Türk sinemasi’nin ekonomik yapisi ( 1896 – 2005 ) GİRİŞ



Yüklə 2,82 Mb.
səhifə4/26
tarix08.04.2018
ölçüsü2,82 Mb.
#47823
1   2   3   4   5   6   7   8   9   ...   26

Tablo 2.7 : Ham Film İthalatı ve Film Sayısı (1940-1949)

Yıl

Ham Film İthalatı (kg)

Film Sayısı

1940

11.204

4

1941

11.107

2

1942

5.286

4

1943

6.916

2

1944

12.822

4

1945

7.686

2

1946

20.106

6

1947

2.885

12

1948

11.873

18

1949

31.399

19

[kaynak: Neşe Öztürk, 1995. Türkiye’deki 80 Yıllık Geçmişinde Ham Film ile İşlenmiş Film İlişkisi Açısından Sinema Ekonomisi, aktaran Erkılıç, 2003 : 64]
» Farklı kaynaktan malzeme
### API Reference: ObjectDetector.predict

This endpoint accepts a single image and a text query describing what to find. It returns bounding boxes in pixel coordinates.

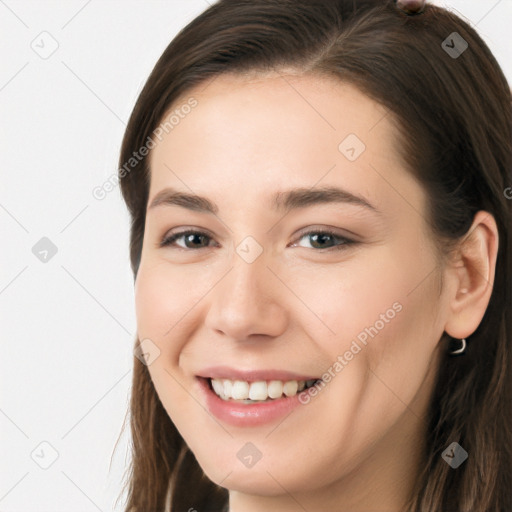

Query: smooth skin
[135,70,498,512]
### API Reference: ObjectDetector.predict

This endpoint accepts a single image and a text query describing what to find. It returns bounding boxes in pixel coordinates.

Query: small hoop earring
[448,338,466,356]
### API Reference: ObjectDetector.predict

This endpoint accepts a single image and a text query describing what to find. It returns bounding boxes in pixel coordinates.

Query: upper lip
[197,366,319,382]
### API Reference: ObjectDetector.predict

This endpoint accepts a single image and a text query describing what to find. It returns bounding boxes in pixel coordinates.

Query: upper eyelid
[160,226,358,250]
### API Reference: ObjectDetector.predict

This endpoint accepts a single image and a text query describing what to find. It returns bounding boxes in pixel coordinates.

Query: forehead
[146,74,418,221]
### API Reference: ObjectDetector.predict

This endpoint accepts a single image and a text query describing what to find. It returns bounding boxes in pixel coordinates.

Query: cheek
[135,262,204,346]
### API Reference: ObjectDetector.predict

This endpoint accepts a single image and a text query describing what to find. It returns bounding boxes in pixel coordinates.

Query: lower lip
[197,377,310,427]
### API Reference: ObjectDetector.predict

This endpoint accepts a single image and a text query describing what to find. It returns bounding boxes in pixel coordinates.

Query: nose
[205,246,290,341]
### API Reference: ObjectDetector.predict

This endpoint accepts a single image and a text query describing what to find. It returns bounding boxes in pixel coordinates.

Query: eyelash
[160,229,357,252]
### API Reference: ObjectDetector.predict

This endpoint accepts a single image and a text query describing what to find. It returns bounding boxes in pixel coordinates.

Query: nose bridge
[207,239,286,340]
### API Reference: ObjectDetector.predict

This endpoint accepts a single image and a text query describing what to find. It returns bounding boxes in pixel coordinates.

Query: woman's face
[136,75,445,508]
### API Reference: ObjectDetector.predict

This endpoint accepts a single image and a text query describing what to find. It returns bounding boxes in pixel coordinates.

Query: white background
[0,0,512,512]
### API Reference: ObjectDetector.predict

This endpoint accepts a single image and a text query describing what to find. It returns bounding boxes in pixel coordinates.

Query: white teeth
[232,380,249,400]
[268,380,283,398]
[249,381,268,400]
[211,379,316,402]
[223,379,233,400]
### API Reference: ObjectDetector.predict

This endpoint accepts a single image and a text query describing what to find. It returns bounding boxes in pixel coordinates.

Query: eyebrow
[148,186,382,215]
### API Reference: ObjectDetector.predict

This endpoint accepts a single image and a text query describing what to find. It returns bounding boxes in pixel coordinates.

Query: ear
[445,211,499,338]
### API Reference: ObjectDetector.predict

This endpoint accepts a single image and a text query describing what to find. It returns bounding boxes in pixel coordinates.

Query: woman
[114,0,512,512]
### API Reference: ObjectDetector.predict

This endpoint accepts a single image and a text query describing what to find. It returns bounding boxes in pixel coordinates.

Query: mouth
[206,378,320,404]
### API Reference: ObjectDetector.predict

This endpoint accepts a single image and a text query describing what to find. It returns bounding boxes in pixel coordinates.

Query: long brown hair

Görüldüğü gibi ham film ithalatı ile film sayısı arasındaki ilişki çok zayıftır, bunun temel nedeni o dönemde ham film ihtiyacını karşılamak isteyen film yapımcılarının bu ürünü karaborsadan da temin etmiş olmalarıdır. Bu alanda karaborsa olmasının başlıca nedeni devletin ham film dışalımına koymuş olduğu kotalar olarak gözükmektedir. Ayrıca aynı dönemde çekilen haber filmleri ve kısa belge filmler hakkında net veriler bulunmadığı için 1940-49 yılları için ham film dışalım miktarı ve film üretimi ilişkisi açısından ciddi bir fikir edinmek çok güçtür.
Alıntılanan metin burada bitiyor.